Gregory Betts’ introduction to the collection highlights her formal diversity and her unique combination of feminist and avant-garde affinities. He connects the geographies of her life — including Northern Ontario where she was raised, downtown Toronto where she studied with cutting-edge authors and artists like bpNichol and Michael Snow, and Montreal where she integrated with the country’s leading feminist authors and thinkers — with her polyphonic experimentation. While traversing the problem of bifurcated identities, Christakos is funny at a deeply semiotic level, wickedly wry, exposing something about the way we think by examining the way we speak of it.
In her afterword, Christakos maps out a philosophy of writing that highlights her self-consciousness of the foibles of language but also deep concern for the themes she writes about, including her career-length exploration of self-discovery, hetero-, queer and bi-sexual sexualities, motherhood, self-care, and linguistic alienation. Indeed, Margaret Christakos is a whole-body poet, writing with the materiality of language about the movement of interior thought to embodied experience in the world.

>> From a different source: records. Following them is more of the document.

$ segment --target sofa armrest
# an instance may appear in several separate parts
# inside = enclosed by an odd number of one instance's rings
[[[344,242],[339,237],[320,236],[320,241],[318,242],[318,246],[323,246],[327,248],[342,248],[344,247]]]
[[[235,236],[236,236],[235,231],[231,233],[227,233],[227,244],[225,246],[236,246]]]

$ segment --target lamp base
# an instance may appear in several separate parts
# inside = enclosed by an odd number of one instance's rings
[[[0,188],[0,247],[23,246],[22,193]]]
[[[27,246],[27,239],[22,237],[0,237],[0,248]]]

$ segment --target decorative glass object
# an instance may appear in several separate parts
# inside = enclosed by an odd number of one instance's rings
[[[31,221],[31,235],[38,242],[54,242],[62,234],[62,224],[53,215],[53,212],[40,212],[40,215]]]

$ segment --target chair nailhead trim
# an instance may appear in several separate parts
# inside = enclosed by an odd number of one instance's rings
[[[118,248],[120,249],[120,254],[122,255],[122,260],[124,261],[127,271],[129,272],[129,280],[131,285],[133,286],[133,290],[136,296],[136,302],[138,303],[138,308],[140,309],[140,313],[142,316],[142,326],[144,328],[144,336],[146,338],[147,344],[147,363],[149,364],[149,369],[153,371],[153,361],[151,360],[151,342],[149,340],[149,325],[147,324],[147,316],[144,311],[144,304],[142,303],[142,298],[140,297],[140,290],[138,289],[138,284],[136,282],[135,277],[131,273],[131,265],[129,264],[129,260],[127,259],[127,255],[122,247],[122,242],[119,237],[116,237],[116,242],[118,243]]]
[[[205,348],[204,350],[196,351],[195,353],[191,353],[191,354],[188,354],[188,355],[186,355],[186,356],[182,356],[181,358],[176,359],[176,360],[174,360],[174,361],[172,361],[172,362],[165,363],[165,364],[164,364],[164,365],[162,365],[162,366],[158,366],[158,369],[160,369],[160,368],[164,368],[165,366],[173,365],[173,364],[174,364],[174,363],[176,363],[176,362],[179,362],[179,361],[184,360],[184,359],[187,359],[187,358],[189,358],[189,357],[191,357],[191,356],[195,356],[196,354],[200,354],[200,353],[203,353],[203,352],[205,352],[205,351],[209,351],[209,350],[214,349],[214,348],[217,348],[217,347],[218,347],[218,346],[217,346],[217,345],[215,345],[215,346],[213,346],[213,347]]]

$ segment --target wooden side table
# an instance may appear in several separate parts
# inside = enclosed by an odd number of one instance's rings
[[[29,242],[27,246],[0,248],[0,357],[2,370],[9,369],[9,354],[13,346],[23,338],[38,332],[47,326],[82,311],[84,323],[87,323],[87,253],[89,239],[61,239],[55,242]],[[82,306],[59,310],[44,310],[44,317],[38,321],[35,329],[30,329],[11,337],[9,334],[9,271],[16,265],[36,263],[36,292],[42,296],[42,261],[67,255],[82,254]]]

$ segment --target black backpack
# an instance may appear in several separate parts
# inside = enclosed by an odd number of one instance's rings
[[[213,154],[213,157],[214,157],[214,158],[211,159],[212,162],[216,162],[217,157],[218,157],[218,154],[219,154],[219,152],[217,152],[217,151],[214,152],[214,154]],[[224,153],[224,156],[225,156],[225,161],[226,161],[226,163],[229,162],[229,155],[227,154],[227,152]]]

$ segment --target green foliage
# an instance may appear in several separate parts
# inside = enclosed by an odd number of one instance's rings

Margaret Christakos has published nine collections of poetry, a novel, and a collection of creative memoir. She is Canada Council Writer in Residence at the University of Western Ontario in 2016/2017. She lives in Toronto. Find her on Twitter @MChristakos
Gregory Betts is the Chancellor's Chair for Research Excellence at Brock University and the director of the Centre for Canadian Studies. He is the author of Avant-Garde Canadian Literature: The Early Manifestations (2013) as well as six books of experimental poetry. He is currently the artistic director of the Festival of Readers in St. Catharines.